Drugs stop HIV transmission
28 January 2020
An end to the HIV pandemic could be possible after a landmark study led by Professor Alison Rodger found that people whose HIV infection was fully suppressed by antiretroviral drugs had no chance of infecting their partners.
In 2018, there were 37.9 million people worldwide living with HIV, of whom 23.3 million (62%) were on antiretroviral treatment (ART). People on HIV treatment 'ART', where the virus is at undetectable levels, are “sexually non-infectious”, according to a study by Professor Alison Rodger.
The ‘conclusive findings’ from an eight-year study of nearly 1,000 gay male couples in Europe were published in 2019 in The Lancet. They report zero HIV transmissions between gay couples where one partner was HIV negative and the other was HIV positive and on effective treatment.
For anyone on HIV treatment, known as antiretroviral treatment therapy (ART), the aim is to achieve and keep HIV viral load at undetectable levels.
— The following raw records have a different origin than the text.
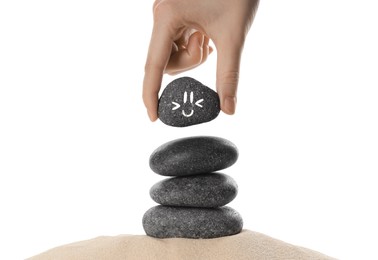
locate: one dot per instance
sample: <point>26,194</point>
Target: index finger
<point>157,59</point>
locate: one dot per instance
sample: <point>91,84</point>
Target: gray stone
<point>184,222</point>
<point>204,190</point>
<point>193,155</point>
<point>186,101</point>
The results showed that antiretroviral treatment is just as effective in preventing transmission for gay couples, as it is for heterosexual couples, which was proved in an earlier phase of the study.
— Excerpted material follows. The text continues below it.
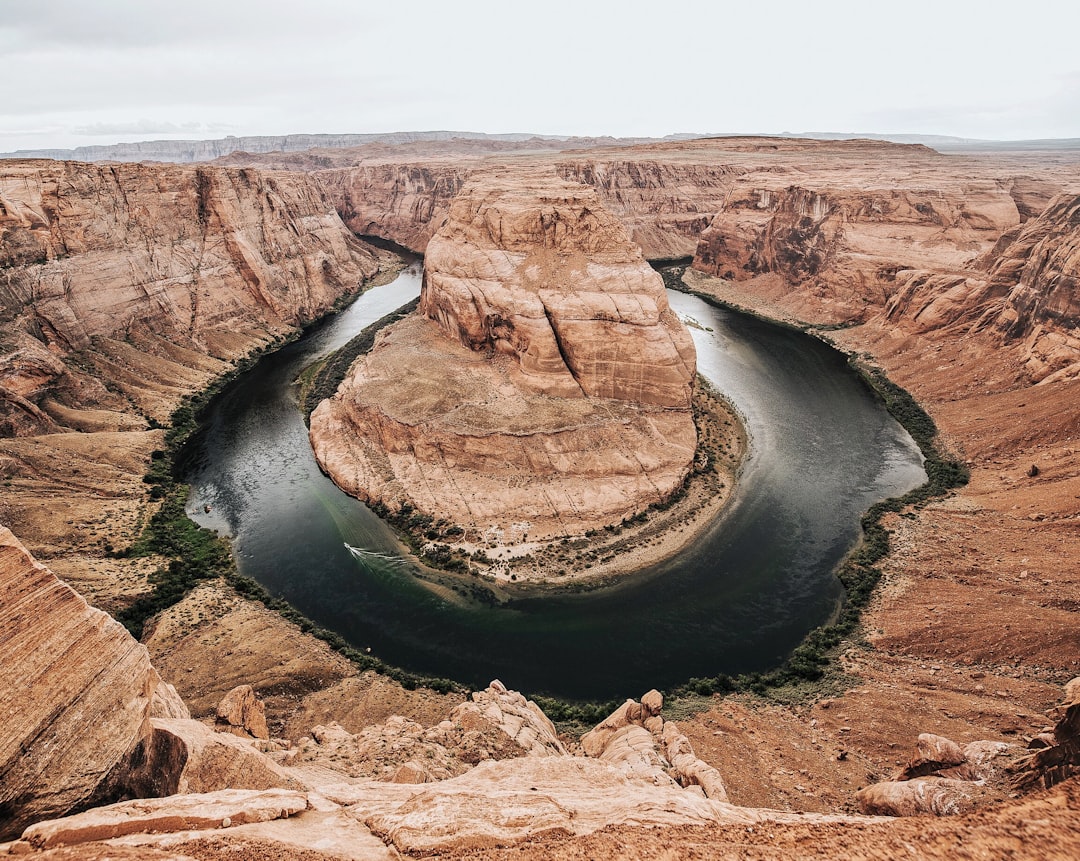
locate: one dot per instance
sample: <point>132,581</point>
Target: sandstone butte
<point>542,389</point>
<point>956,273</point>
Lead author, Professor Alison Rodger (UCL Institute for Global Health) said:
Our findings provide conclusive evidence for gay men that the risk of HIV transmission with suppressive antiretroviral treatment therapy is zero.
The study has generated excitement globally as preventing HIV transmission is vital to ending the HIV pandemic, so the finding underscores the value of effective screening and treatment. The news is having an incredible impact on the lives of people living with HIV, and is a powerful message to address HIV-related stigma.